В классе раздалось хихиканье.
- Тихо всем! Мы тут не шуточки собрались шутить. Итак, ты единственный, кого все еще не приняли в комсомол. И все потому, что ты не хочешь учиться. Можешь, но не хочешь! Где твоя совесть? Ты отыгрываешься на своих талантливых, но жестоких, похабных, я бы даже сказала, карикатурах в стенгазете. Никто из партийных преподавателей не хочет давать тебе рекоммендацию. К чему приведет это твое дессидентство?
- Антонина Сергеевна, я же не прошу…
- Что?! Уж не хочешь ли ты сказать, что ты желаешь продолжить свое… творчество в том же ключе? Класс дает тебе последнюю возможность – он поручился за тебя, поручился! Понимаешь, какую ответственность это возлагает на тебя?
- Понимаю… - пробурчал Пашка, опустив голову, как и полагается тем, кого стыдит «общественность».

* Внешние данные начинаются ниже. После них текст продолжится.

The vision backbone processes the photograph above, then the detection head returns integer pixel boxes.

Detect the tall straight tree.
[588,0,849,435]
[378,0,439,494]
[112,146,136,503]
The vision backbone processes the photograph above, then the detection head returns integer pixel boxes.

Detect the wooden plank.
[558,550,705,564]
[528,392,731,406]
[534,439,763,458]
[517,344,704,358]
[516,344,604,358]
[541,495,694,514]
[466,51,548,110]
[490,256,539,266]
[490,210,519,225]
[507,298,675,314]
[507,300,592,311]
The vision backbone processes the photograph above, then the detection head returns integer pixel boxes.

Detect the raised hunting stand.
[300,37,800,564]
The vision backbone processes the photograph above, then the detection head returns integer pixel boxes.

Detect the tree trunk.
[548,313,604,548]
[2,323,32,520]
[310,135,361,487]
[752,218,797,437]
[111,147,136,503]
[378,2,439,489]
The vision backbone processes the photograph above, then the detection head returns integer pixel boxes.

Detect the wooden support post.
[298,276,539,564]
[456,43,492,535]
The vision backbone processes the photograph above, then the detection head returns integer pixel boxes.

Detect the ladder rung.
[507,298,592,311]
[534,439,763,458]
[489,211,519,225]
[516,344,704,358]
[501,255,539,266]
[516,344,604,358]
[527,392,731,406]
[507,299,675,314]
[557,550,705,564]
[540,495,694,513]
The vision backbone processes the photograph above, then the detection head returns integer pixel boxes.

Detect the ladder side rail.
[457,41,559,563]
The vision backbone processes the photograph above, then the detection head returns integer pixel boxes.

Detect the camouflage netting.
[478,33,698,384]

- А раз понимаешь, – веди себя как следует! – возвысила голос Антонина Сергеевна. – В конце недели вывесят общешкольную стенгазету, в которой, по рекомендации твоих товарищей, будут вставлены твои шаржи. Дружеские шаржи, ты меня понял?
- Понял, Антонина Сергеевна, - поднял глаза Пашка. – Постараюсь.
- Вот-вот, постарайся! – все больше кипятилась классная руководительница…
Не мог он рисовать «дружеские шаржи». Он улавливал в том, кого изображал, самое плохое качество, «грешок», так сказать – и нещадно выставлял это напоказ. Улавливал в отличниках жадность, в самых рьяных активистках – зависть, в самых-самых – трусость. И не стеснялся рисовать. Рисовал талантливо, беспощадно, - учителя, и те тихонечко прыскали в кулак, смотря на его творения (правда, потом наказывали его за это же). Может быть, наличие столь редкого таланта было единственной причиной, по которой его еще не выгнали из школы. И тут – последний, большой шанс проявить себя. «Общешкольная стенгазета».
Пашка вышел из школы, закурил «Яву», и принялся выдумывать социально значимые, «добрые», «журящие» шаржи. Но далеко не из этих шаржей состояла его жизнь. Он словно видел все в кривом зеркале, и эти картины фотографиями запечатлевались в его сознании. Антонина Сергеевна – наспех накрашенная, страдающая от недоеба женщина, теребящая свои отвисшие сиськи. Тут даже ничего и придумывать не надо: раскрашенная рыжая клоунша, с пухлыми губами и засунутой под юбку рукой, – а сверху сноска, как в комиксах: «Я вам не уродина! Во всяком случае, честная, не кривящая пиздой, хотелка».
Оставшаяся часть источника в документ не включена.